Barrack Obama : Vom „Messias“ zum skrupellosen „Schattenkrieger“

Juni 3, 2012

Barrack Obama inzenierte sich im Wahlkampf zum Präsidentenamt als „Messias“ mit großen Versprechen. Die US Truppen sollten aus Afghanistan abgezogen werden, Guantanamo sollte geschlosen werden und auch sonst war er die (vorgezogene) Personifizierung von Tim Bendzko´s Song „Nur noch kurz die Welt retten“. Und irgendwie, ja – da war auch ein Hauch „Kennedy“ – reloaded für das neue Jahrtausend.

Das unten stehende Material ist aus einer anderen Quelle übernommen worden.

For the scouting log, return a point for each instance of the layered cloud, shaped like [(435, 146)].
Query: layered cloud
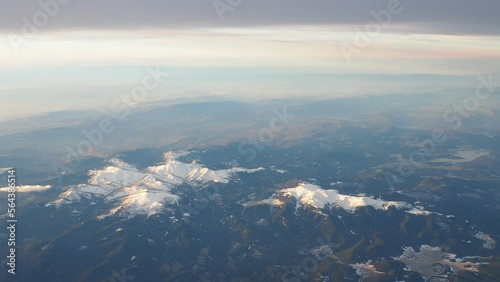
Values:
[(425, 16)]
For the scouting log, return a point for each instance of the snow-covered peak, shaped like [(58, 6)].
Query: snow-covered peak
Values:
[(149, 191), (310, 195)]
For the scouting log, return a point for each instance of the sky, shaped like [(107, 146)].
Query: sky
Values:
[(74, 54)]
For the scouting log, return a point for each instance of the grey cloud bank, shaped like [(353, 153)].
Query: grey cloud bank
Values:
[(424, 16)]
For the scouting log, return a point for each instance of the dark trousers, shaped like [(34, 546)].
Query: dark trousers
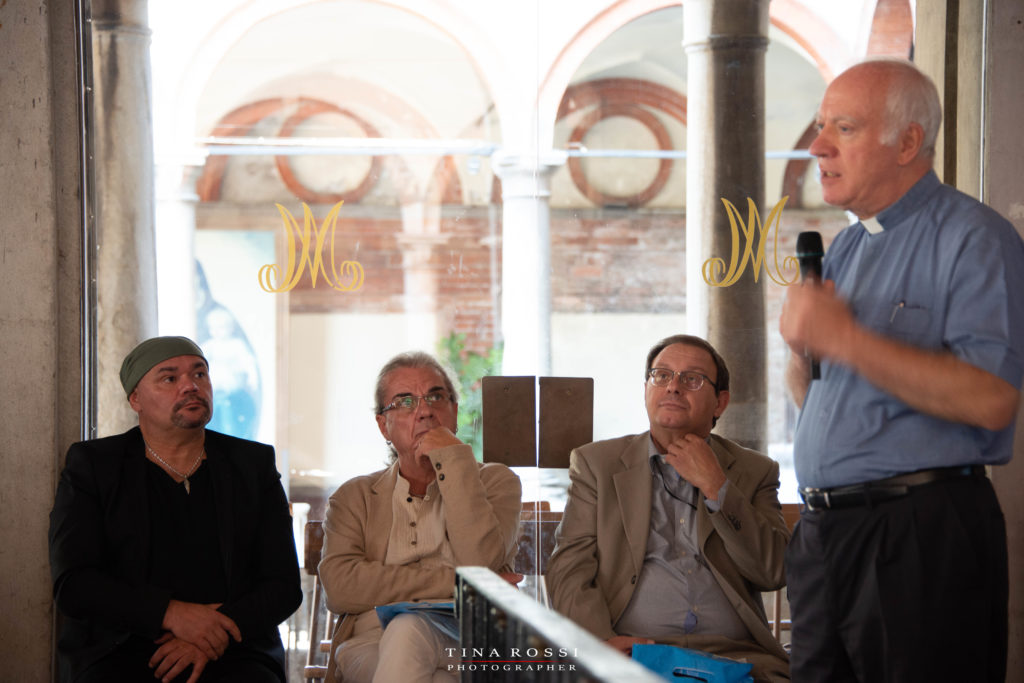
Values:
[(129, 664), (912, 589)]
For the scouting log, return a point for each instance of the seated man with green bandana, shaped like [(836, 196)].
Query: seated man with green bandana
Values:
[(171, 546)]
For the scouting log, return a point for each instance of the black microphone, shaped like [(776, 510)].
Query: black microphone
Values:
[(809, 254)]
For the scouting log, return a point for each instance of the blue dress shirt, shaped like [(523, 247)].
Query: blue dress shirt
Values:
[(944, 272)]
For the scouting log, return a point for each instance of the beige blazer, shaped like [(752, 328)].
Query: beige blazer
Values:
[(481, 505), (602, 539)]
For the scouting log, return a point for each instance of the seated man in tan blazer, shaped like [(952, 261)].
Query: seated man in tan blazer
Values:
[(671, 536), (396, 535)]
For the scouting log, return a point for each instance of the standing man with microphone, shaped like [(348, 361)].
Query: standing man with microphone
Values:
[(919, 326)]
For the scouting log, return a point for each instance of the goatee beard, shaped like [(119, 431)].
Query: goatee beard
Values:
[(188, 422)]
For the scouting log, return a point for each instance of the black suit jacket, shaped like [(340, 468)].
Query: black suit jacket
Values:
[(99, 547)]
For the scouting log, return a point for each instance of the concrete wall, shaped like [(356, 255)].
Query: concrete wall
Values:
[(40, 319), (1003, 163)]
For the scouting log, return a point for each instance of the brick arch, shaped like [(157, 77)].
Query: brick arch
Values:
[(892, 35), (444, 183)]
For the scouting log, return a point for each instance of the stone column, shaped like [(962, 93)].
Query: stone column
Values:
[(526, 260), (122, 125), (725, 43)]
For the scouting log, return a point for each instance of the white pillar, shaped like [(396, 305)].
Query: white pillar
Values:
[(526, 260), (126, 283), (175, 240)]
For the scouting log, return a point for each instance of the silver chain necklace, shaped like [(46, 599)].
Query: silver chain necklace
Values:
[(184, 475)]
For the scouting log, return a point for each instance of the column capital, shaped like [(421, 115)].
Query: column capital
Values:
[(526, 174)]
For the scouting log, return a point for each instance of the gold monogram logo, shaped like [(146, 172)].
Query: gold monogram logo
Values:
[(714, 267), (346, 276)]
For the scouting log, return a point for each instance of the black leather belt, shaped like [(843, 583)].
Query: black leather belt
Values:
[(870, 493)]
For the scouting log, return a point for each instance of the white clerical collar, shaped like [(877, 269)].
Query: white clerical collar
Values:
[(871, 225)]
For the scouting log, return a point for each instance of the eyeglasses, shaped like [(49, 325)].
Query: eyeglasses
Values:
[(410, 402), (689, 380)]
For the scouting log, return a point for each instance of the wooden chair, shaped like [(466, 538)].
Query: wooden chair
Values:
[(791, 512), (321, 620)]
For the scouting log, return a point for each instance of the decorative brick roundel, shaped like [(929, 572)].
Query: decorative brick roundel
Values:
[(650, 122), (306, 111)]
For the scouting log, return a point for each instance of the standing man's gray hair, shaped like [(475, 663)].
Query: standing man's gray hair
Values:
[(911, 97)]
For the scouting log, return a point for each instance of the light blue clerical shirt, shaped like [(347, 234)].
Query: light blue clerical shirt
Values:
[(944, 272)]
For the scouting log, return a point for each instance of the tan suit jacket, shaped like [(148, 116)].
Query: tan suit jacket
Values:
[(602, 539), (481, 506)]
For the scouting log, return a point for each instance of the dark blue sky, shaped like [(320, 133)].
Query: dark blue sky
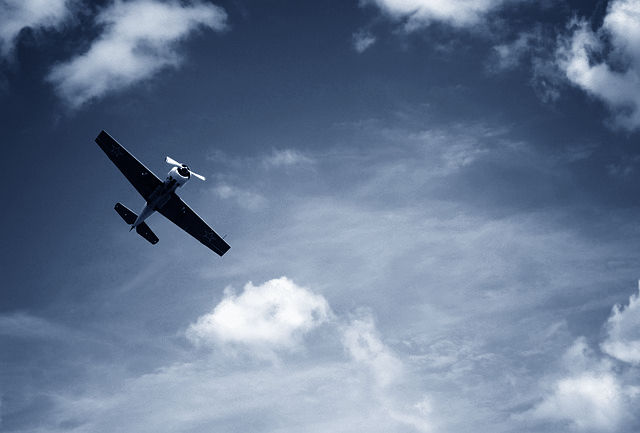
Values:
[(432, 208)]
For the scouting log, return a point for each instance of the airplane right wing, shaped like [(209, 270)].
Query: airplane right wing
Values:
[(140, 176), (180, 214)]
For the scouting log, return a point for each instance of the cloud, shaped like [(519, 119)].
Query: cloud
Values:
[(362, 41), (536, 49), (606, 63), (246, 199), (139, 39), (23, 325), (589, 401), (590, 395), (623, 332), (271, 316), (16, 15), (286, 157), (421, 13), (361, 340)]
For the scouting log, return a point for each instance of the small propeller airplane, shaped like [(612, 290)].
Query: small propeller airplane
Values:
[(160, 196)]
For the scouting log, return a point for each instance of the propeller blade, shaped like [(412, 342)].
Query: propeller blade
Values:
[(172, 162), (199, 176)]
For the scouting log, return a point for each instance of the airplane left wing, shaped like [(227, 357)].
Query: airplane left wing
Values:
[(180, 214), (140, 176)]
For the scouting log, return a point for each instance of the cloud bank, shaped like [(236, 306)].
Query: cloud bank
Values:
[(421, 13), (606, 63), (16, 15), (623, 328), (139, 39)]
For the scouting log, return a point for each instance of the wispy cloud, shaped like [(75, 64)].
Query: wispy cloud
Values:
[(421, 13), (606, 63), (363, 40), (286, 157), (139, 38), (16, 15), (247, 199)]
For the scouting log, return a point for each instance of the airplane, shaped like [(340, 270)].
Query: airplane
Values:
[(160, 196)]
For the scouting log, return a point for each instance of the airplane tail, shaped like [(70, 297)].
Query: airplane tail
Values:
[(130, 217)]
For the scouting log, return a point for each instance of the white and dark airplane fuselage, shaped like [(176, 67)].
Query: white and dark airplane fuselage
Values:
[(160, 196), (177, 177)]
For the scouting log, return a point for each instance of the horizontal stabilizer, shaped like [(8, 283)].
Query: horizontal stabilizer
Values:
[(128, 216), (144, 231)]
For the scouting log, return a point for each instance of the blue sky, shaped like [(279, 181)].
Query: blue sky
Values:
[(432, 208)]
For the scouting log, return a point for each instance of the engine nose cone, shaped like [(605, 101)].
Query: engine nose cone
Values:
[(183, 171)]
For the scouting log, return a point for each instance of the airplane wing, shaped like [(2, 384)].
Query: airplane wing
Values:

Jetzt, kurz vor dem Ende seiner (ersten) Amtslaufzeit, ist klar: Obama hat nichts gehalten und vieles schlechter gemacht – als George W. Bush.

Obama hat keinen „Krieg“ begonnen – im Gegensatz zu seinem Amtsvorgänger. Aber: Obama hat auch kein 9/11 hinnehmen müssen. WENN es zu einem solchen Ereignis gekommen wäre – wie wäre er damit wohl umgegangen?

Nein, Barrack Obama hat keinen „Krieg“ begonnen – zumindest nicht im herkömmlichen Sinne. Aber: Er führte den „Schattenkrieg“ ein.

Ein Spezialkommando schaltete den Staatsfeind Nr. 1 in Pakistan aus: Osama bin Laden. Bis heute ist fraglich: Mit welcher Legitimation?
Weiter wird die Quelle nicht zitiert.